L'insuffisance cardiaque favorise la multimorbidité par le biais de la mémoire immunitaire innée
L’insuffisance cardiaque favorise les comorbidités par la mémoire immunitaire innée
Contexte de l’étude
Malgré les avancées médicales majeures, le taux de mortalité lié à l’insuffisance cardiaque (IC) reste élevé et de nouvelles cibles thérapeutiques sont nécessaires. Les patients atteints d’IC subissent souvent une décompensation aiguë et développent des comorbidités comme la maladie rénale chronique et le syndrome de fragilité. Cela suggère une interaction pathologique entre ces comorbidités, mais les mécanismes spécifiques restent inconnus.
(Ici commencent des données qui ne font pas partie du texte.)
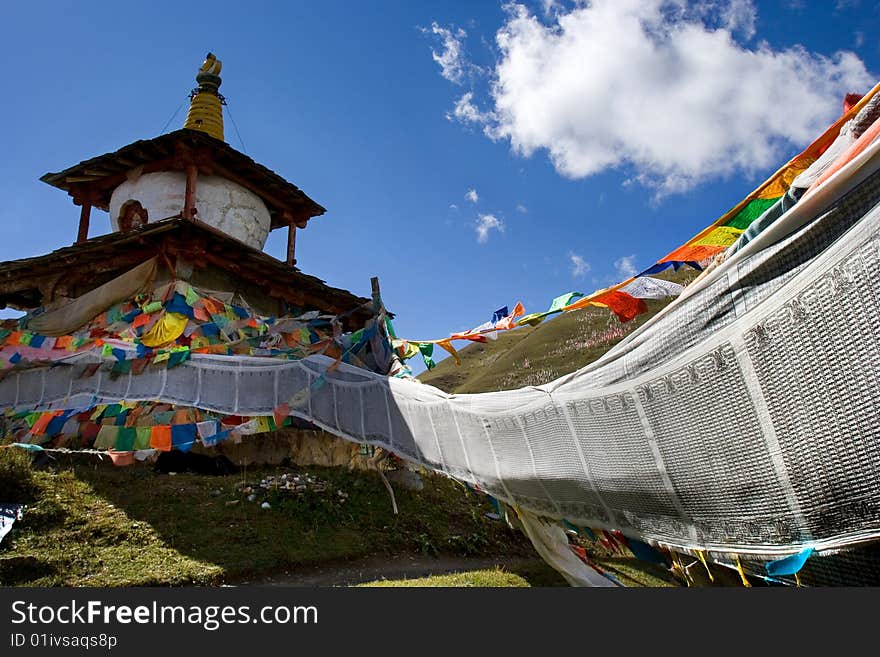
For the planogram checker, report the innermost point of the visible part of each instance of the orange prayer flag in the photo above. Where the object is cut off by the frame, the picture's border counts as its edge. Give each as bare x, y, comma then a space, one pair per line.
160, 438
210, 306
140, 320
624, 305
447, 345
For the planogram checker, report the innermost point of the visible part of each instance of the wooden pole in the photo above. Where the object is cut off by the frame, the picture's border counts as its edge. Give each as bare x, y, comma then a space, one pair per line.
189, 202
84, 214
291, 244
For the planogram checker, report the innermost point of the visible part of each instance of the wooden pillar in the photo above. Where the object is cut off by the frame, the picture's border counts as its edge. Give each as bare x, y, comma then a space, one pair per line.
84, 214
291, 244
189, 202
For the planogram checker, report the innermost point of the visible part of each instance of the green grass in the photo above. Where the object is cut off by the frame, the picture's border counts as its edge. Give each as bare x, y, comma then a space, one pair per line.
530, 356
495, 578
105, 526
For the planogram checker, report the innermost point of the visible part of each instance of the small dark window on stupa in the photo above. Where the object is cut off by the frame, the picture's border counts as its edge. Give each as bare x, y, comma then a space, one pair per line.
131, 216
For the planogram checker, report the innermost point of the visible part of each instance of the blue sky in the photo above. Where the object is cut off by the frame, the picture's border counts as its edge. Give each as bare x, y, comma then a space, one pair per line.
596, 136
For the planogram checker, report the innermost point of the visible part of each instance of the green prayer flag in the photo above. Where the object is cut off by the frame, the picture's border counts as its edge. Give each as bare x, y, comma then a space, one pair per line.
191, 296
427, 350
125, 439
121, 367
562, 301
142, 438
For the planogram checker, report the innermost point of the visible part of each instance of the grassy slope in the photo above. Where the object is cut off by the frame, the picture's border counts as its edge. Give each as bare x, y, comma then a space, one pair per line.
534, 356
105, 526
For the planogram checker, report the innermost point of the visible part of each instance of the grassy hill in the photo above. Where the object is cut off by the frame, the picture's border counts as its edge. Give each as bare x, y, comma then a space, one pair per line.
537, 355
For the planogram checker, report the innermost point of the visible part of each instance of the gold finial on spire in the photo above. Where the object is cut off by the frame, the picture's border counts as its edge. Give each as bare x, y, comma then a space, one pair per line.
205, 102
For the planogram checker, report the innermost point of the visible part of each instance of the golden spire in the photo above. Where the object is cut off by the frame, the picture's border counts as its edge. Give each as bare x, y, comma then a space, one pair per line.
205, 102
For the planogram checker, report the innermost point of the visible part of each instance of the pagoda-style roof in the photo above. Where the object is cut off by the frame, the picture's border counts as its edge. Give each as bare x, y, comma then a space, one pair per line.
94, 180
30, 282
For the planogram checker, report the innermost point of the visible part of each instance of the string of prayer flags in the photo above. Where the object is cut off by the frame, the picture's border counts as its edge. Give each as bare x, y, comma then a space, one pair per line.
166, 330
625, 306
725, 230
646, 287
556, 306
790, 565
507, 320
426, 349
160, 438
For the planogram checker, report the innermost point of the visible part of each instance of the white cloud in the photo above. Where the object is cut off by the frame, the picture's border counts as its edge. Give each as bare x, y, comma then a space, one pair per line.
661, 89
452, 58
453, 64
485, 223
625, 266
579, 266
466, 112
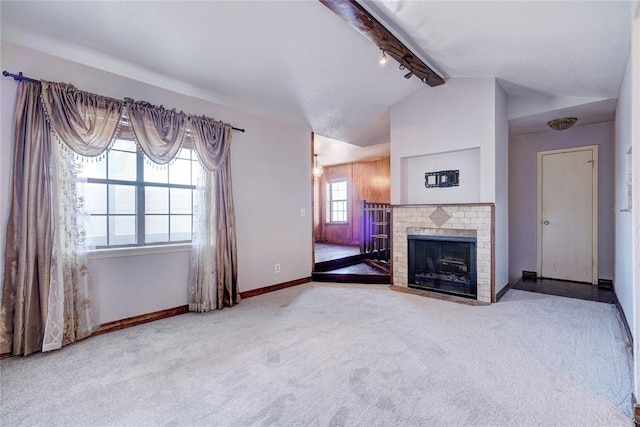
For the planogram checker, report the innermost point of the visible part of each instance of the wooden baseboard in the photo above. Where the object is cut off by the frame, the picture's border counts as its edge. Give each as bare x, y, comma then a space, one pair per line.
624, 318
143, 318
267, 289
502, 291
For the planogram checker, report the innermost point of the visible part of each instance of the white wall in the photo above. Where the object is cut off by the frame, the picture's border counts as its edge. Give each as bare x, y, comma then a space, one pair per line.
623, 217
635, 137
271, 170
463, 115
502, 189
523, 192
458, 115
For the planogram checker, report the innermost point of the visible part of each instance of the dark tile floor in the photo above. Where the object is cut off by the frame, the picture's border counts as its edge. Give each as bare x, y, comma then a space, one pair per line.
561, 288
329, 251
360, 268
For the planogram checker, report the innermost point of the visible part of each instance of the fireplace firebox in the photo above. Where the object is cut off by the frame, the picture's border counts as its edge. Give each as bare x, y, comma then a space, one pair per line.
443, 264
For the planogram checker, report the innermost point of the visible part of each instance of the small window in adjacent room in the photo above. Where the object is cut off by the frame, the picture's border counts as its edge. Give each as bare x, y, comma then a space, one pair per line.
629, 182
337, 200
131, 202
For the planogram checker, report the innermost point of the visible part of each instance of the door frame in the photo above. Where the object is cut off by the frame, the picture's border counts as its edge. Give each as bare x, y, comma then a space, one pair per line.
594, 207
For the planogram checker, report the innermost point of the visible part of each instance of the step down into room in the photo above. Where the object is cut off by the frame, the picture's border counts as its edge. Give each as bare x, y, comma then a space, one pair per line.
356, 269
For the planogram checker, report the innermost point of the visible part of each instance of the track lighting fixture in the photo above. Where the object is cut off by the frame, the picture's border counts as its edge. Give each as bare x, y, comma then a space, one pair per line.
383, 58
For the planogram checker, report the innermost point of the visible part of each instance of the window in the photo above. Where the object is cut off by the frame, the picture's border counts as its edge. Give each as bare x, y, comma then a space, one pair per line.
337, 200
131, 202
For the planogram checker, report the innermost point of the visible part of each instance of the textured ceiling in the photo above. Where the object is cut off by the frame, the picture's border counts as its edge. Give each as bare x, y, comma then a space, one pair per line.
299, 63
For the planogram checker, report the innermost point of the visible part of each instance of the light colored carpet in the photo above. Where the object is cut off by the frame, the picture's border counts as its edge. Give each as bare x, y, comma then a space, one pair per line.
328, 354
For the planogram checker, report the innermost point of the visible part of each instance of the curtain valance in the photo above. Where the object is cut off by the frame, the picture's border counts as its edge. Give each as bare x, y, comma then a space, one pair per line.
87, 123
84, 121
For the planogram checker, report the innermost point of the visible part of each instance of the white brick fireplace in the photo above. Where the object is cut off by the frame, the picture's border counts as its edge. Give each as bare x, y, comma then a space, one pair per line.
452, 220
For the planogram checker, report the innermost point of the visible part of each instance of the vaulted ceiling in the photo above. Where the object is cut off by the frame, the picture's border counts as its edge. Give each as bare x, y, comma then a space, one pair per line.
299, 63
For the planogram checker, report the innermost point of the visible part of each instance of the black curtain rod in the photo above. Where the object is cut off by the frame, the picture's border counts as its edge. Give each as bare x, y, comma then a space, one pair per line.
19, 77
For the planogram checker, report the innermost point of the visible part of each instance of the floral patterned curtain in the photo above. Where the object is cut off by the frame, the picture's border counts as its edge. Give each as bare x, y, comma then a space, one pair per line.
47, 298
214, 264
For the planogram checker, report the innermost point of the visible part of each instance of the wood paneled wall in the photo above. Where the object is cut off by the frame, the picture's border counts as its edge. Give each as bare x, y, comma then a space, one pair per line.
366, 180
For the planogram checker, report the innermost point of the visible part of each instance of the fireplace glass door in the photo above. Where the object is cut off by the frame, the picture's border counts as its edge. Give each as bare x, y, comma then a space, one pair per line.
443, 264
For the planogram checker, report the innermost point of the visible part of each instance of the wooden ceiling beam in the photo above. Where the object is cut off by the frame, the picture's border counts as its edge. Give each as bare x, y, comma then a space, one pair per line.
360, 19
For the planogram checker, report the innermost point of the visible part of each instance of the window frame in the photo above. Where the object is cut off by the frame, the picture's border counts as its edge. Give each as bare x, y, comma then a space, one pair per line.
140, 203
330, 201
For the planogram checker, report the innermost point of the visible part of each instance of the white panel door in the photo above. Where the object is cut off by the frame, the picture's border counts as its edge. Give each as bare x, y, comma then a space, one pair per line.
568, 214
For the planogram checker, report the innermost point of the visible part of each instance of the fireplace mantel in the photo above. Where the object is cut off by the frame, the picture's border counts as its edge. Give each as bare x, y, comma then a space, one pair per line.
454, 220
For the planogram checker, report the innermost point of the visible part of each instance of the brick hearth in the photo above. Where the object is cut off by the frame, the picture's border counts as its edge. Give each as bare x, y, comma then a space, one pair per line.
459, 220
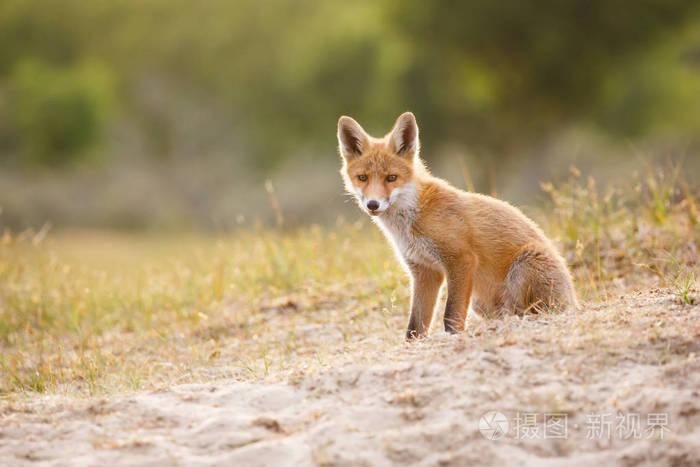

L’inflammation chronique est désormais perçue comme caractéristique pathologique commune de nombreuses maladies associées à la comorbidité. La mémoire immunitaire innée est impliquée non seulement dans la défense contre les infections mais aussi dans le développement des maladies non transmissibles. Nous avons récemment découvert que les macrophages tissulaires jouent un rôle crucial dans le maintien de la santé cardiaque, mais sous contrainte cardiaque, ces macrophages montrent une diversité fonctionnelle et phénotypique. Cependant, il reste à étudier si l’IC induit une inflammation chronique dans plusieurs organes via le système immunitaire et ses mécanismes sous-jacents.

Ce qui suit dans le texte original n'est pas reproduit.